Genuine multi-entropy and holography

TL;DR

This paper introduces a new multi-entropy measure to analyze multipartite entanglement in holography, revealing that genuine multi-partite entanglement is significant and not negligible in holographic systems.

Contribution

It defines a genuine q-partite multi-entropy and demonstrates its importance in holography and black hole physics, especially after the Page time.

Findings

Non-bipartite multi-entropies are always positive in holography.

Genuine multi-partite entanglement is significant and not small.

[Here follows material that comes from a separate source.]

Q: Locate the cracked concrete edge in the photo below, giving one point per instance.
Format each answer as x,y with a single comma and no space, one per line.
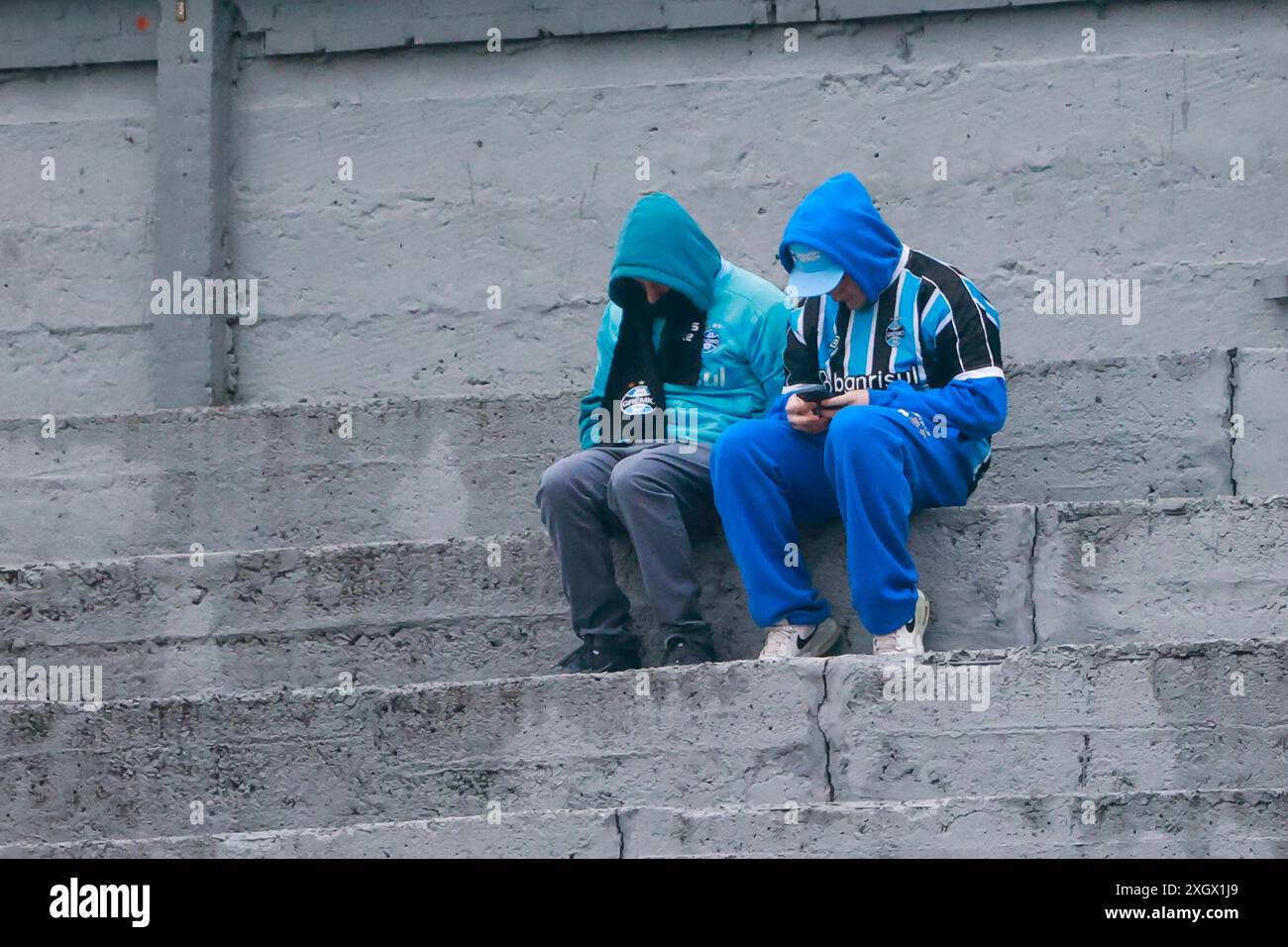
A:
1104,823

The measure is crucial for understanding entanglement in black holes after the Page time.

Abstract

Is bipartite entanglement sufficient for holography? Through the analysis of the Markov gap, it is known that the answer is no. In this paper, we give a new perspective on this issue from a different angle using a multi-entropy. We define a genuine $\mathtt{q}$-partite multi-entropy from a $\mathtt{q}$-partite multi-entropy by subtracting appropriate linear combinations of $\mathtt{\tilde{q}}$-partite multi-entropies for $\mathtt{\tilde{q}} < \mathtt{q}$, in such a way that the genuine $\mathtt{q}$-partite multi-entropy vanishes for all $\mathtt{\tilde{q}}$-partite entangled states. After studying several aspects, we apply it to black holes and holography. For the application to black holes, we see that such a genuine $\mathtt{q}$-partite multi-entropy is important only after the Page time. For the application to holography, we prove that non-bipartite multi-entropies are always positive and $\mathcal{O}\left({1/ G_N}\right)$, as long as boundary subregions are connected. This indicates that for holography, genuine multi-partite entanglement is not small and plays an important role.